Hürriyet yazarı Abdulkadir Selvi, “Erdoğan’ın müjdesi ve Suriye’nin yeniden inşası” başlıklı yazıda, Suriye’de yaşanan rejim değişliğine değindi. “Cumhurbaşkanı Erdoğan, 30 Ekim tarihinde AK Parti grup toplantısında, “İnşallah önümüzdeki dönemde milletimize hem boydan boya tüm güney sınırımızın güvenliğini, hem insanımızın can ve mal emniyetini garanti altına alacak yeni müjdelerimiz olacaktır” demişti. 23 Ekim’de TUSAŞ’a yapılan saldırıdan sonra Cumhurbaşkanı Erdoğan’ın müjdeden söz etmesi ilginç gelmişti. Bunun peşine düştüm. 5 Kasım tarihinde, “Erdoğan’ın müjdesi ne olacak?” diye sordum.
Sosyal medya trollerinin sulandırmasına rağmen benim aklımın bir köşesinde hep bu müjde oldu. Esed’in, Suriye’yi terk etmesi ve 61 yıllık BAAS rejiminin çökmesinden sonra artık bu sorunun cevabını aramıyorum” ifadelerini kullanan Selvi’nin yazısının ilgili kısmı şöyle:
“Suriye’de artık Pandora’nın kutusu açıldı. Halep 3 günde ele geçirildi. Münbiç tam 3 saat içinde Suriye Milli Ordusu yönetimine girdi. Şam bir günde düştü. 61 yıllık rejim 12 günde devrildi. Suriye tarihi yeniden yazılıyor. Bölgemizde tarihi değişiklikler yaşanıyor.

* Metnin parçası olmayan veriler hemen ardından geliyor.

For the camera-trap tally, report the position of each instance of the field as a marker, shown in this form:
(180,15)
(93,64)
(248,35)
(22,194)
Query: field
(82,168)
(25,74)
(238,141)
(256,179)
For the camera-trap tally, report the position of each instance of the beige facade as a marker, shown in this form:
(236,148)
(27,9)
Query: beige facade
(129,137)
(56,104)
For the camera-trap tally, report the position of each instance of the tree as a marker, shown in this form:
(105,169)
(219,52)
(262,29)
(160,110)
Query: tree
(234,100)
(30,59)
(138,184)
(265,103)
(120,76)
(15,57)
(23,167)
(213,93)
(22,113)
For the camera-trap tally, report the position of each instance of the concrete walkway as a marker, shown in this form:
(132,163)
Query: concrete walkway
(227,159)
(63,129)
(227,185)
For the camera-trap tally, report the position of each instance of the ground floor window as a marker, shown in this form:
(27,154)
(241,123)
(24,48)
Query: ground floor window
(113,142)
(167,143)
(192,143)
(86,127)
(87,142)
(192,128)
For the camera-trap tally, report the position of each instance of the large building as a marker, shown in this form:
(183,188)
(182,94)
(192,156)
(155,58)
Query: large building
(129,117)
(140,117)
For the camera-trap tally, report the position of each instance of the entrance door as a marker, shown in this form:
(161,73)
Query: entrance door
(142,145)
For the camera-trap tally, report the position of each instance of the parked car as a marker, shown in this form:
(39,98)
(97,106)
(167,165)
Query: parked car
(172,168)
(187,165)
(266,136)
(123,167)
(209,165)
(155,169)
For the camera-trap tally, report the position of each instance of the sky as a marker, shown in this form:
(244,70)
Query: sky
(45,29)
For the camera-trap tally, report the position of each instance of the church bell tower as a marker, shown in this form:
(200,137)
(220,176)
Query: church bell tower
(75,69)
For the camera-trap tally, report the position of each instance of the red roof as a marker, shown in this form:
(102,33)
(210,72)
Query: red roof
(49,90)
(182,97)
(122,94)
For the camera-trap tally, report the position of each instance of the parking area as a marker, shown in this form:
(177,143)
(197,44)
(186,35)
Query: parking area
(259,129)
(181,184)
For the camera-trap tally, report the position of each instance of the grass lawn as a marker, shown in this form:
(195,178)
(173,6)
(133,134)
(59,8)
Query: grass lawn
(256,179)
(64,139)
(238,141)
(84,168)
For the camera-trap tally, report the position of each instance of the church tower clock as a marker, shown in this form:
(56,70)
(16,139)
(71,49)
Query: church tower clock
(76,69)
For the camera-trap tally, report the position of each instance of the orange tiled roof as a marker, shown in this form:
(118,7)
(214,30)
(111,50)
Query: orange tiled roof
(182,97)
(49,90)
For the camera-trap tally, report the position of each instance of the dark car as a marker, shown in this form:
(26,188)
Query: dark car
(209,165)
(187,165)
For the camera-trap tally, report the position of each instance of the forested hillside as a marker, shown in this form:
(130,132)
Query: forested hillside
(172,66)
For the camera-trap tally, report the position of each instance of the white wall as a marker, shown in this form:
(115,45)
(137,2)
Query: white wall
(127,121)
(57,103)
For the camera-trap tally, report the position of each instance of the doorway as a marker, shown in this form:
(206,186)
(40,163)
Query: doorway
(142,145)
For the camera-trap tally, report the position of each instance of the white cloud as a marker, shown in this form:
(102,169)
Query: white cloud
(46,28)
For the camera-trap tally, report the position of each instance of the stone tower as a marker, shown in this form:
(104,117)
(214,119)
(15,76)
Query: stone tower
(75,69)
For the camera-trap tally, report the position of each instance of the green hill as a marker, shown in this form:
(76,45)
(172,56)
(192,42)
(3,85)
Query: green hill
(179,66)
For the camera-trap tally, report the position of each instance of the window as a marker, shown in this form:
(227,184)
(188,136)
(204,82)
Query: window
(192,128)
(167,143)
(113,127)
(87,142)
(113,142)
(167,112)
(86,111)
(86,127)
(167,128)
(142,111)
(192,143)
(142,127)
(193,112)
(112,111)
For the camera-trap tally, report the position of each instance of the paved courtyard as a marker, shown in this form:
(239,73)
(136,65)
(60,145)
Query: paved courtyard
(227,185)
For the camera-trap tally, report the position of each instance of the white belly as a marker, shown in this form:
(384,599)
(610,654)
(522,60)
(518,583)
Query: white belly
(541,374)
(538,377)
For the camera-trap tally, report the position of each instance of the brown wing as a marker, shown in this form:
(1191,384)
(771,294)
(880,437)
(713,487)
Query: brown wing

Ama bu Suriye’de her şeyin bittiği, zafere ulaşıldığı anlamına gelmiyor. Suriye’de iş yeni başlıyor.
12 günde rejimi deviren, bir günde Şam’ı ele geçiren iradenin bundan sonraki süreci de planladığı düşünülüyor. Suriye’nin önünde Irak gibi bir örnek var. ABD iki kez işgal ettiği Irak’ı, kaos içinde bıraktı. Ordu lağvedildi. Ordu mensupları yer altına çekildi. Irak, yıllar sürecek iş savaşa sürükledi. Irak’ta sadece Saddam değil, devlet çökmüştü. Irak, Saddam’ı arayacak duruma düştü. Şimdi yeni yeni belini doğrultuyor.
Irak örneği
Suriye’de, Irak örneğinden ders çıkarılması gerekiyor. Suriye’de devletin çökmesine izin verilmedi. Ordu lağvedilmedi. Suriye Başbakanı birkaç gündür devir teslim işlemlerini yapmakla meşgul.
Suriye’de tarihi bir zafer elde edildi. Ancak bu zaferin kabusa dönüşmemesi için Suriye’nin geçiş döneminin doğru idare edilmesi ve bundan sonrası için kucaklayıcı bir yönetimin işbaşına gelmesi lazım.
Gitti Esed geldi Colani
Yani Esed gitti Colani geldi olmamalı.
Olmayacak.
Buna izin verileceğini de zannetmiyorum. Çünkü Şam’ın düşeceğini öngören irade, Şam’dan sonrasını da planlamış durumda. Türkiye, Suriye’de en çok bedel ödeyen ülke oldu. Aynı zamanda Türkiye, Suriye’deki değişimin en büyük mimarı oldu. Suriye’de hem sahada hem masada varız. Suriye muhalefetine herkesin sırt çevirdiği bir dönemde bile Cumhurbaşkanı Erdoğan, siyasi olarak risk alma pahasına sahip çıktı. Suriye’deki değişimden sonra dünyanın Erdoğan’a bakışında önemli değişiklikler oldu. Türkiye, oyun kurucu ülke konumunda. Erdoğan, oyun kurucu bir lider.”